Survey of Conflict Prevention and Cooperation 2004
The project uses public opinion polling to gather and then analyze a sample that represents the entire population of each of four different countries of Central Asia: Kazakhstan, Kyrgyzstan, Tajikistan, and Uzbekistan.
Kind of Data
Sample survey data [ssd]
Data provided to the World Bank by The Brookings Institution on January 31, 2006
The project uses public opinion polling to gather and then analyze a sample that represents the entire population of the country.
Producers and sponsors
The Brookings Institution
The World Bank
For all four Central Asian countries in this survey, the sampling procedure is a three-stage stratified clustered one. Census data on the territorial dispersion of the population is used as the base to start the sampling methodology. The sampling procedure takes the total population of the country, considers geographic units within the country as either urban or rural, and then develops random procedures to select who to survey in three stages: first by randomly selected smaller geographic urban and units in each province (the primary sampling units or PSUs), second randomly chosing households within these units, and third, to randomly select which household member to interview in each household.
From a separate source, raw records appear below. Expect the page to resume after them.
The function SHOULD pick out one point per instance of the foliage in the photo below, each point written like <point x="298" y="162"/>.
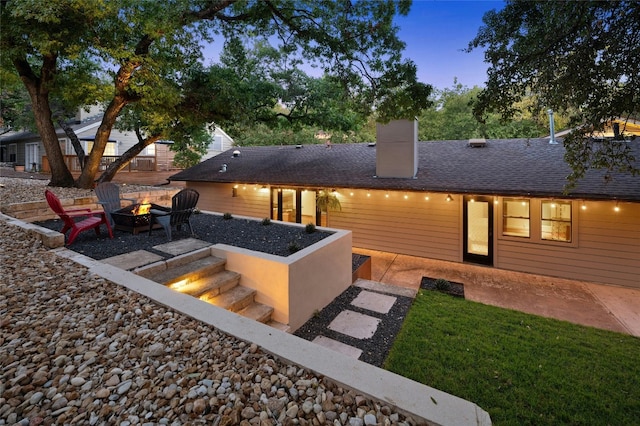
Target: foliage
<point x="442" y="284"/>
<point x="578" y="58"/>
<point x="521" y="368"/>
<point x="144" y="57"/>
<point x="451" y="118"/>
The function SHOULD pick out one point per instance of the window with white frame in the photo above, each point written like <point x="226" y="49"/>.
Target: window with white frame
<point x="556" y="221"/>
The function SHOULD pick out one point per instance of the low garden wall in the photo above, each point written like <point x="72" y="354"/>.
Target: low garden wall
<point x="39" y="210"/>
<point x="298" y="285"/>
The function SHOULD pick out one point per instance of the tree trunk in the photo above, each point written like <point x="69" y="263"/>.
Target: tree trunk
<point x="92" y="165"/>
<point x="77" y="146"/>
<point x="37" y="86"/>
<point x="125" y="158"/>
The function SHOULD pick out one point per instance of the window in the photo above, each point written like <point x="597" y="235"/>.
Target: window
<point x="516" y="218"/>
<point x="556" y="221"/>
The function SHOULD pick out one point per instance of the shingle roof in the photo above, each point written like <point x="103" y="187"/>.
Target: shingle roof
<point x="529" y="167"/>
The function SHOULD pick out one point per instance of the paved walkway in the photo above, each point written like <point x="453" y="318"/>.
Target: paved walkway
<point x="362" y="322"/>
<point x="596" y="305"/>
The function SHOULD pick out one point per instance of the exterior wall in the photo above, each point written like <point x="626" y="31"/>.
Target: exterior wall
<point x="605" y="247"/>
<point x="414" y="226"/>
<point x="250" y="200"/>
<point x="606" y="250"/>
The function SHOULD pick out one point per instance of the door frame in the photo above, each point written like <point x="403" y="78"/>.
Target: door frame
<point x="474" y="257"/>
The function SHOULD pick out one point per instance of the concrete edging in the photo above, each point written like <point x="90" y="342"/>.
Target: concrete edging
<point x="421" y="402"/>
<point x="409" y="397"/>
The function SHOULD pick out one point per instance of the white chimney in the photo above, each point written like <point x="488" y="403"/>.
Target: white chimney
<point x="397" y="149"/>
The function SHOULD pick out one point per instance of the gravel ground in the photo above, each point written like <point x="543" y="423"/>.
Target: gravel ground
<point x="78" y="349"/>
<point x="250" y="234"/>
<point x="374" y="349"/>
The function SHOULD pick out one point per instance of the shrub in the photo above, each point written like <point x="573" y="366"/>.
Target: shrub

The sampling frame used to divide these four countries into smaller geographic units to randomly sample from differs slightly for each Central Asian country, based on differences in data availability on the population of the country and its dispersion. Subsequent sections explain the sampling methodology used and how this sampling frame differs in each country. Then all four countries have PSUs, random selection of households, and random sampling of individuals within households using the same methods, which are discussed at length only in the first country example - Kazakhstan.
Kazakhstan has 14 provinces plus the cities of Almaty and Astana which are considered separate units. All provinces are divided into districts, of which there are 198 in the country. Districts incorporate towns (with more than 100,000 inhabitants), small towns (with between 30,000 to 100,000 inhabitants) and villages (less than 30,000 inhabitants). A number of villages, in turn, are incorporated into rural districts (selskiy okrug). In total, Kazakhstan has cities of Almaty and Astana, 17 towns, 258 small towns, 2,140 rural districts, and 7,986 villages. The population of Kazakhstan wass 14,953,126 people, of which 8,377,303 (56%) lived in urban areas, and 6,575,823 (44%) lived in rural areas as of January 1, 2004.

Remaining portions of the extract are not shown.